Habían
cuarenta y siete estrellas, aunque nadie lo creía. Si te hubiesen
corregido: “Hay treinta y cinco, yo también las he contado”, o al
menos dicho lo que sentían: “Yo creo que hay más”, “Me parece
que no hay tantas”; eso hubiera estado bien. Pero no, nadie
preguntaba: “¿Cómo puede haber ese número de estrellas?”, pero lo que sí decían: “¿Cuarenta y siete? Sí, seguro”, que era la peor
de las respuestas. Y es que el tiempo ya no se emplea en contar
estrellas, en conocerlas o en formar constelaciones con ellas. Hoy en
día se hace un mejor uso del tiempo. Y nadie ha visto visto jamás
una constelación de estrellas.
Ninguno tiene la culpa. Sabes que si las contaste repetidas veces en tu balcón para
estar seguro de cuántas eran y descubriste que, en esta ciudad, las
estrellas solo aparecen en el verano, fue porque tenías alguien con
quien conversar y no te sentías solo.
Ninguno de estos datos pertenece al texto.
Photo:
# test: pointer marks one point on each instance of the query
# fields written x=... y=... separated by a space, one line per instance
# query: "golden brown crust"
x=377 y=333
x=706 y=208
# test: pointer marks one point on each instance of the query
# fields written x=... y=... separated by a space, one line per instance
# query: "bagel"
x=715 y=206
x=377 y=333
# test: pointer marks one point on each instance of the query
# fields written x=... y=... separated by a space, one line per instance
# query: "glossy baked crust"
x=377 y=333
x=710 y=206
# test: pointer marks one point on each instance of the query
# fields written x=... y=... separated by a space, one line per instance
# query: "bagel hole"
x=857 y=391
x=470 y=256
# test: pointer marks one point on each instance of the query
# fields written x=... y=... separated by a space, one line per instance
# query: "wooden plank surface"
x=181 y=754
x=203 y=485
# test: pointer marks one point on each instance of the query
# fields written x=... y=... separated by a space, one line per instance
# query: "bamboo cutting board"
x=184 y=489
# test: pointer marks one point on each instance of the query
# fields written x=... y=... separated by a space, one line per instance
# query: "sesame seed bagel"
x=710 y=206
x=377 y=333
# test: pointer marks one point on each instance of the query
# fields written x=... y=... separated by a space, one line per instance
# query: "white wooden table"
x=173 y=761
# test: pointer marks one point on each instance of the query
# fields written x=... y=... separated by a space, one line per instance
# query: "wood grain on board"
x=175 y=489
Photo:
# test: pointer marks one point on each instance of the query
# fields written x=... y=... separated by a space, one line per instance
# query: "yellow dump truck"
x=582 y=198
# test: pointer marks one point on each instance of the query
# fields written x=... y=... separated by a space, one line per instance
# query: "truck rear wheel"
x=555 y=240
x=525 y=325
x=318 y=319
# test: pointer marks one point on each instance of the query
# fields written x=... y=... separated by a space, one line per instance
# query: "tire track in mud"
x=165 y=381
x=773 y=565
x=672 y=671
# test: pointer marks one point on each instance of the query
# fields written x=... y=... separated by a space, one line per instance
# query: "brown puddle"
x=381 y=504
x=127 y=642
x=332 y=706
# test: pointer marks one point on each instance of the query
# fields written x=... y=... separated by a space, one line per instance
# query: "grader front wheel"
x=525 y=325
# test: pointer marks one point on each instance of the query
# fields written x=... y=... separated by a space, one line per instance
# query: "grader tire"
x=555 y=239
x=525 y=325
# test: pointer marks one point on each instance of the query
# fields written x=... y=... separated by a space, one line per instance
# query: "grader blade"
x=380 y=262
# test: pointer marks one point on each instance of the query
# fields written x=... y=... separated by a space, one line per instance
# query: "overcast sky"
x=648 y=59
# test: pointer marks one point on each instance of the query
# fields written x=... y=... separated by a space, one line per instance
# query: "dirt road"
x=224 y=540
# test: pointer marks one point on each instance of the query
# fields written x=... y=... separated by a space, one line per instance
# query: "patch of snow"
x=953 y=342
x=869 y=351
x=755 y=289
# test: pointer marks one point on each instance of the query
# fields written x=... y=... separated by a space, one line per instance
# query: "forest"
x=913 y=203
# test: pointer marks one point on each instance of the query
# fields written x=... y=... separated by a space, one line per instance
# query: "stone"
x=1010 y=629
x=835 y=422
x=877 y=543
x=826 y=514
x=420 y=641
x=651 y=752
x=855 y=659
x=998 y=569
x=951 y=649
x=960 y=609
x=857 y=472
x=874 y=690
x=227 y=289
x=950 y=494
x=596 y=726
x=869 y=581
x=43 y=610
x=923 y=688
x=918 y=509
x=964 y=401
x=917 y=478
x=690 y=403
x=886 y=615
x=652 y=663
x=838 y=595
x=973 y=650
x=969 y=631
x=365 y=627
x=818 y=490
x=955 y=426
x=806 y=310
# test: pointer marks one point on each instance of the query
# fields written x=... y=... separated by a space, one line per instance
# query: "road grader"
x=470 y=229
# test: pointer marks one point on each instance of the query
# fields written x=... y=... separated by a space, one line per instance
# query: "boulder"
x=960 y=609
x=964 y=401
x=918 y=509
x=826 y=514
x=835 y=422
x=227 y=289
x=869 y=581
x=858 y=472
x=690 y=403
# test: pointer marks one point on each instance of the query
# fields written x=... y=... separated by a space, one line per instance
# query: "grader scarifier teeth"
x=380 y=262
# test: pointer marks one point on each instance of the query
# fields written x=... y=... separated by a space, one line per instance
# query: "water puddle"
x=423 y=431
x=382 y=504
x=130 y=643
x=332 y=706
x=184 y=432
Y así era agradable primero
pactar y luego salir a la hora indicada y mirar las estrellas
mientras esperabas, sin ansiedad, sin apuro, porque una señorita debe llegar siempre tarde a sus citas. Y también descubriste que la única
manera de contar estrellas es fijar la mirada en un sector del cielo,
y después en otro, y así hasta completarlo, porque hay
estrellas que no se muestran a primera vista, que se encienden y
apagan de un momento a otro.
Hay otras maneras de observar estrellas, a veces incluso muchísimas más; pero esas estrellas ya no cuentan, porque su aparición es artificial y condicionada, y de
ninguna manera podrían por ejemplo guiar a un viajero en la noche:
por lo que concluimos que desde nuestro balcón se pueden apreciar
cuarenta y siete estrellas durante el verano; concluimos también
que no es el mismo número para todos los rincones de la tierra, y por último, que nos encantaría encontrar
a alguien interesado en discrepar con nosotros.